A parte Pedro Acosta che ha ottenuto il suo primo podio nella classe regina, la gara della MotoGP a Portimao è sembrata a tratti noiosa, con un trenino in testa che ha suscitato meno emozioni di altre volte. Ma negli ultimi giri le emozioni non sono mancate ed è successo letteralmente di tutto che ha stravolto l’esito della gara, a parte la marcia trionfale di Jorge Martín che dal primo all’ultimo giro ha comandato indisturbato la gara.
Per cominciare, Marquez e Bagnia hanno avuto un contatto alla curva 5 a tre giri dalla fine, manovra finita sotto esame dai commissari ma conclusasi con un nulla di fatto nei confronti di Bagnaia o di Marquez. Maverick Vinales aveva il podio in mano, un secondo posto che poteva aggiungersi alla vittoria di ieri nella Sprint, ma ha accusato un problema alla sua Aprilia prima dell’inizio dell’ultimo giro. Ringrazia Bastianini che ha ereditato il secondo posto.
Il primo di Acosta
Il ritiro di Vinales ha aperto le porte al primo podio per Acosta in MotoGP, per diventare a 19 anni e 304 giorni il terzo pilota più giovane della storia capace di salire sul podio della classe regina. Più giovani di lui troviamo solo l’americano Mamola, con 19 anni e 261 giorni in Finlandia 79 e l’argentino Salatino, con 19 anni e 274 giorni in Argentina 62.
Il due volte iridato è partito settimo al via e questa volta la partenza non gli ha complicato la vita, mantenendo quella posizione nel suo primo passaggio al traguardo.
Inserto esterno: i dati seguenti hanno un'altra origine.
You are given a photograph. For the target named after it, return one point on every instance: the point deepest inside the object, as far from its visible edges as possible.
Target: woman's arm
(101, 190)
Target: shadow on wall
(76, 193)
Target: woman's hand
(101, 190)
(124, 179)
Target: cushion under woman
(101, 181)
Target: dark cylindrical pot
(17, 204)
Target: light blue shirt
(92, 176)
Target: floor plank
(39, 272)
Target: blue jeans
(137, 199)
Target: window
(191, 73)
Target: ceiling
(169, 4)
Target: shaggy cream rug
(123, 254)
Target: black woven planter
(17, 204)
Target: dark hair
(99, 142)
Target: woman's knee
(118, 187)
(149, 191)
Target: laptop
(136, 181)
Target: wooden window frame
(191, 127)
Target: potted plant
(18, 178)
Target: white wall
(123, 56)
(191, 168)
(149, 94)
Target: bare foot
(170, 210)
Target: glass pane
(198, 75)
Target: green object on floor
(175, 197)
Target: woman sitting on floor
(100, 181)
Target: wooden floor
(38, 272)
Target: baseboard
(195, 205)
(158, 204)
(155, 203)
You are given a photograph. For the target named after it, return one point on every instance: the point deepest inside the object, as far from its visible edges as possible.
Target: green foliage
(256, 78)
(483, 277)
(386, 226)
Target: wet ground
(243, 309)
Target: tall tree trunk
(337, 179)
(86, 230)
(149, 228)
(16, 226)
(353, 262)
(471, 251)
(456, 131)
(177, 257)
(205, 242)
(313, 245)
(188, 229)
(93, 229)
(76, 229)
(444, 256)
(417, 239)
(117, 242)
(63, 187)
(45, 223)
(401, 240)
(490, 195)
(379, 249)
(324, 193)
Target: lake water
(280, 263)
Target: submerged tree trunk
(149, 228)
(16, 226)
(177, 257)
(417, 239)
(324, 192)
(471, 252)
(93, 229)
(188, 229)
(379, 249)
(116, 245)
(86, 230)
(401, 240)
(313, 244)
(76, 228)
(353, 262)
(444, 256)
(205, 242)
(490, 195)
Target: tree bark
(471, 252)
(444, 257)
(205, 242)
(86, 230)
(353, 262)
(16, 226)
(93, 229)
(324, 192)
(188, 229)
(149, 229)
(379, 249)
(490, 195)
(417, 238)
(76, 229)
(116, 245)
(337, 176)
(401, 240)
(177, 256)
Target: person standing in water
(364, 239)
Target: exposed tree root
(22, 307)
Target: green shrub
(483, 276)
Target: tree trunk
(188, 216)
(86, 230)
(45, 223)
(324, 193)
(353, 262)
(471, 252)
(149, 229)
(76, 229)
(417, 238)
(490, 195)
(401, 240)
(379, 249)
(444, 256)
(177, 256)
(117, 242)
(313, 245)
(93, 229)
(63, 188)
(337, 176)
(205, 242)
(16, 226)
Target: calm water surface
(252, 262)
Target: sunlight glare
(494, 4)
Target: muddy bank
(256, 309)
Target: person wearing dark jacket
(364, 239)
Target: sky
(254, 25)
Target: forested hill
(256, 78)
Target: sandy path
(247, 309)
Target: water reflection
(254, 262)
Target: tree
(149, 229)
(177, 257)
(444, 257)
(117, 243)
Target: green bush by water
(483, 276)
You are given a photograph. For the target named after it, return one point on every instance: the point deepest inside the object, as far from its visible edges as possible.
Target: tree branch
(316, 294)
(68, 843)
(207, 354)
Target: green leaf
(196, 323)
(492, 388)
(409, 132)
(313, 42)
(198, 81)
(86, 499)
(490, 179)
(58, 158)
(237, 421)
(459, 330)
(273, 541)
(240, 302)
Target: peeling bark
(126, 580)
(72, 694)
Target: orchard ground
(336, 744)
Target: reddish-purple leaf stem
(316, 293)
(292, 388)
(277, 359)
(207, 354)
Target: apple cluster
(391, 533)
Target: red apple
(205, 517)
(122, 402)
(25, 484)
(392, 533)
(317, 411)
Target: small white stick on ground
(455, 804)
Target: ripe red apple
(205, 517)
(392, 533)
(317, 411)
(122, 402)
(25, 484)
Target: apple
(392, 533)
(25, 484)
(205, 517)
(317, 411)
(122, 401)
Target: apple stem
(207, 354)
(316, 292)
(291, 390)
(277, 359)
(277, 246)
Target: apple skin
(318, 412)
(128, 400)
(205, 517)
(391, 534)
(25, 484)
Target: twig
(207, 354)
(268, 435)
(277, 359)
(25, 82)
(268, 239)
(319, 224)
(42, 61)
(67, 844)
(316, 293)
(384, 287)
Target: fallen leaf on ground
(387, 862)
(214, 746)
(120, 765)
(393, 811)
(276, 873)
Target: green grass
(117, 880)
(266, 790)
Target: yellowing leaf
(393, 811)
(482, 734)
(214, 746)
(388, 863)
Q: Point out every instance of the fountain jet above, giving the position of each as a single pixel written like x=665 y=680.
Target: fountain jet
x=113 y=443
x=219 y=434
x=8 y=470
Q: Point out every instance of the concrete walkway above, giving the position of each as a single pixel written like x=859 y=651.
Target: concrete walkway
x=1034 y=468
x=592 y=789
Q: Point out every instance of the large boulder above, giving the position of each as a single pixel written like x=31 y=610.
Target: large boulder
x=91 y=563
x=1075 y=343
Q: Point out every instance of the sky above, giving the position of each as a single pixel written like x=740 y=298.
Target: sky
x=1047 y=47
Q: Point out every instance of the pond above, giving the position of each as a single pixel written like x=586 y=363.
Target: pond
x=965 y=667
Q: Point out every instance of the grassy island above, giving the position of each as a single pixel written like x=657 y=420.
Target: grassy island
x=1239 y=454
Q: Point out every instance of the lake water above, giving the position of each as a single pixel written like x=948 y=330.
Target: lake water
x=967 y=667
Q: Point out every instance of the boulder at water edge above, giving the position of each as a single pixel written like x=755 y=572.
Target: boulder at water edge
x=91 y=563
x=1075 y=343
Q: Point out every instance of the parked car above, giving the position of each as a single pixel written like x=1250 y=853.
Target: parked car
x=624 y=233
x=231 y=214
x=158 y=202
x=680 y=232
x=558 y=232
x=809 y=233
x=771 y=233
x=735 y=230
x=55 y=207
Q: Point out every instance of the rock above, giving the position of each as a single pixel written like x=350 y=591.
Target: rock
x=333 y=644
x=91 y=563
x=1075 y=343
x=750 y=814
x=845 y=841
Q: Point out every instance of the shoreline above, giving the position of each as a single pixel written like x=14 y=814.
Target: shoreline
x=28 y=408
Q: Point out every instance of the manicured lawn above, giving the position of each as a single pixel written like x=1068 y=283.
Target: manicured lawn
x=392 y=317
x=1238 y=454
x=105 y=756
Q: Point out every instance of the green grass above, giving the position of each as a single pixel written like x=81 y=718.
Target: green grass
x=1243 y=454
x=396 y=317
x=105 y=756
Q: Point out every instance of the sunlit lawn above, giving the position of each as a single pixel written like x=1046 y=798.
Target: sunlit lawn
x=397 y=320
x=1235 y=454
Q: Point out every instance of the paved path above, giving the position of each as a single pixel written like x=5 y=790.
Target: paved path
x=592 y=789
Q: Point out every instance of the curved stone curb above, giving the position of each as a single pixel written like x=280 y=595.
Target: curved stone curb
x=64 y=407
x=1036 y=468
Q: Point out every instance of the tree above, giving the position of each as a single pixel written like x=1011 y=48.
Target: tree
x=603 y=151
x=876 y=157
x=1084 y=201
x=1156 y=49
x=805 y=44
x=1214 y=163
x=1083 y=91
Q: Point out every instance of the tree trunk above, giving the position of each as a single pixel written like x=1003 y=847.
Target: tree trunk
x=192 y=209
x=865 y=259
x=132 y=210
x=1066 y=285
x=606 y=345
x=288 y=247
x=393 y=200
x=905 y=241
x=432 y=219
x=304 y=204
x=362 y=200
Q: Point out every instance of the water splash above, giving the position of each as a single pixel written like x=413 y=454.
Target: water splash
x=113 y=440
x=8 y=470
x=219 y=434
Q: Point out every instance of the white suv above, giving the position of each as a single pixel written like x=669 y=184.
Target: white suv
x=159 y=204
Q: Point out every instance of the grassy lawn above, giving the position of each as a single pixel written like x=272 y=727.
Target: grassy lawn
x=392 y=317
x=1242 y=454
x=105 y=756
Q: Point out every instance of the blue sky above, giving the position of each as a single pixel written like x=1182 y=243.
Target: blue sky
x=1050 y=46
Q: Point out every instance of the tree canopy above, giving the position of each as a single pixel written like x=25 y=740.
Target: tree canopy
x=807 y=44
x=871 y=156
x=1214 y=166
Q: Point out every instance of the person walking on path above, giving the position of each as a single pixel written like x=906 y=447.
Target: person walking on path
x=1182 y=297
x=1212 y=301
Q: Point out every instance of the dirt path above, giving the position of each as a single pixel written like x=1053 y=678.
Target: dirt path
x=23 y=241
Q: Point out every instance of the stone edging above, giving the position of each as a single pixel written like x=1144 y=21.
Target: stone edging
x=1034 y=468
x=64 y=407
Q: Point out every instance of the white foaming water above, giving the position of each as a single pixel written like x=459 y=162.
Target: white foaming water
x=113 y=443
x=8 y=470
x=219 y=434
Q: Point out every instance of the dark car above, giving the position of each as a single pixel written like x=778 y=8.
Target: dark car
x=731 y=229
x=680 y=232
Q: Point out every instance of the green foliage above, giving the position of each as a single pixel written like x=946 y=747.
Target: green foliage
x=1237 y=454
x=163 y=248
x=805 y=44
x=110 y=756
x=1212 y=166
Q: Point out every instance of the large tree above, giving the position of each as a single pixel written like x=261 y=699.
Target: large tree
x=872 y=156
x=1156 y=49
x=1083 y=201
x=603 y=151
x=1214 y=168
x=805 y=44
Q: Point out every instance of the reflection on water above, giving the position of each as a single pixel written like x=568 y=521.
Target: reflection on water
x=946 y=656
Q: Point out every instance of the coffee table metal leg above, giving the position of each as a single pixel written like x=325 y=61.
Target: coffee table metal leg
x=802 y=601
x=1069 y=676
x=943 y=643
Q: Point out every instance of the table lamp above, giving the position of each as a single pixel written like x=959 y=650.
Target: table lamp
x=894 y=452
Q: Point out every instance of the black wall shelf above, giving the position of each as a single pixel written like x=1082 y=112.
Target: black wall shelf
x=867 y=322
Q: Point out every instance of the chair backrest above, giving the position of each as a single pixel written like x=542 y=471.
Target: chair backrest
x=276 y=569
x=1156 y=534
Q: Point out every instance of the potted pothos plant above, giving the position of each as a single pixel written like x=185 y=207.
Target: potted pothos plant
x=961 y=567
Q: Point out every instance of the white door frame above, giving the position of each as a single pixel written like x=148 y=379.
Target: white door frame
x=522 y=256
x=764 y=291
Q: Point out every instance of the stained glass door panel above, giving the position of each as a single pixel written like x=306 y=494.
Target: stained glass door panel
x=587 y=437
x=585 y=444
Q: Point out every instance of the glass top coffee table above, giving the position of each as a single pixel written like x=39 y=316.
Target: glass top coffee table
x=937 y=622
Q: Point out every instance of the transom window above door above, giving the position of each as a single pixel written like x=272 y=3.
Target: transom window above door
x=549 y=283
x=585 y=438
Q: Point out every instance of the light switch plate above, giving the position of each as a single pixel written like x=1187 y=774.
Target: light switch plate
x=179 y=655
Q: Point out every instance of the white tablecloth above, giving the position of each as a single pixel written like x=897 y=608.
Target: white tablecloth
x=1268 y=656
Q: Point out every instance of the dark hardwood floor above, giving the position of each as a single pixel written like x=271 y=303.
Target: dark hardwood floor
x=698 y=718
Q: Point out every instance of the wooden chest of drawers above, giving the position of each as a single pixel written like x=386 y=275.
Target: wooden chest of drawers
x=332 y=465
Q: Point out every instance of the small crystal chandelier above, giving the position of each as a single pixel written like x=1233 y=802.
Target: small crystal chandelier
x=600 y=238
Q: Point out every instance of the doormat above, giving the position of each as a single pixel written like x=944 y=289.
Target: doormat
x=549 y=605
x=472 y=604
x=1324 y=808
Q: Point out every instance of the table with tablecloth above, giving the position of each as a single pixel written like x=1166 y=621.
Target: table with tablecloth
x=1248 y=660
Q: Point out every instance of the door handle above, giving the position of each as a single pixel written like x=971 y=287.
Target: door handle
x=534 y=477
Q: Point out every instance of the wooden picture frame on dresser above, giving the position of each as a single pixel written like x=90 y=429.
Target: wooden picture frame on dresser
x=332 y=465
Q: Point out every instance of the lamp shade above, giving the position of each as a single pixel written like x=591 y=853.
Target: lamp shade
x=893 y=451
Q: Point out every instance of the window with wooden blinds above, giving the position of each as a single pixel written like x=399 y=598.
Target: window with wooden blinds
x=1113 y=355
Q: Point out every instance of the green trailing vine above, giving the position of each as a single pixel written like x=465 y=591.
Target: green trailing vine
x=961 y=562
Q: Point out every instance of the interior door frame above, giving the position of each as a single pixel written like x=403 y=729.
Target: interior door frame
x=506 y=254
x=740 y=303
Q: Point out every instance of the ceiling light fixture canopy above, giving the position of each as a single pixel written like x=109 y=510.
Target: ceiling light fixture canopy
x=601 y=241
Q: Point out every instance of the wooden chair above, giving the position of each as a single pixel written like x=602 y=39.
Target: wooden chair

Prima si è sbarazzato sfacciatamente dei piloti KTM Miller e Binder, e poi ha rifilato un sorpasso a Marquez alla fine del rettilineo all’8° giro. Per alcuni giri ha guidato davanti all’otto volte iridato e alle spalle di Bagnaia. Non gli importava che l’italiano fosse il campione degli ultimi due anni, perché anche lui ci provava come se l’avesse fatto tante volte. Con Pecco non ha funzionato al primo tentativo, sempre alla fine del rettilineo, così ha improvvisato un altro punto di sorpasso e al 21° giro ha fatto una bella traiettoria interna a sinistra alla curva 3, per staccarsi da lui e avere un finale di gara più tranquillo.
Bagnaia invece non ha finito la gara. Al 23° giro Márquez ha superato Pecco alla curva 5, quella in cui è caduto venerdì, è uscito un po’ largo e quando ha recuperato la traiettoria si sono toccati entrambi finendo insieme a terra. Ci sarà molto da ridire su chi sia il colpevole, se è stata colpa di Bagnaia perchè era dietro o di Marquez che ha chiuso la porta in faccia all’italiano. Manovra notata dai commissari che, a fine gara, non gireranno ulteriormente il coltello nella piaga dei due considerando la manovra come un normale incidente di gara.
La manovora ha fatto male a entrambi, anche se Marc è riuscito a riprendere la marcia e chiudere 16°, dopo un weekend dove ha accumulato quattro cadute, compresa quella nel warm-up. Senza intoppi, Maverick sarebbe salito sul podio se non fosse stato per la rottura della sua Aprilia, Acosta ha dimostrato ancora una volta di non essere un rookie qualsiasi e Martín è pronto a lottare per il titolo quest’anno dall’inizio alla fine. È tornato in testa, ora con 18 punti di vantaggio su Binder, e questa volta non sarà un vantaggio di breve durata come i due precedenti. Ci aspetta una calda stagione dove gli esiti delle gare non saranno molto scontati.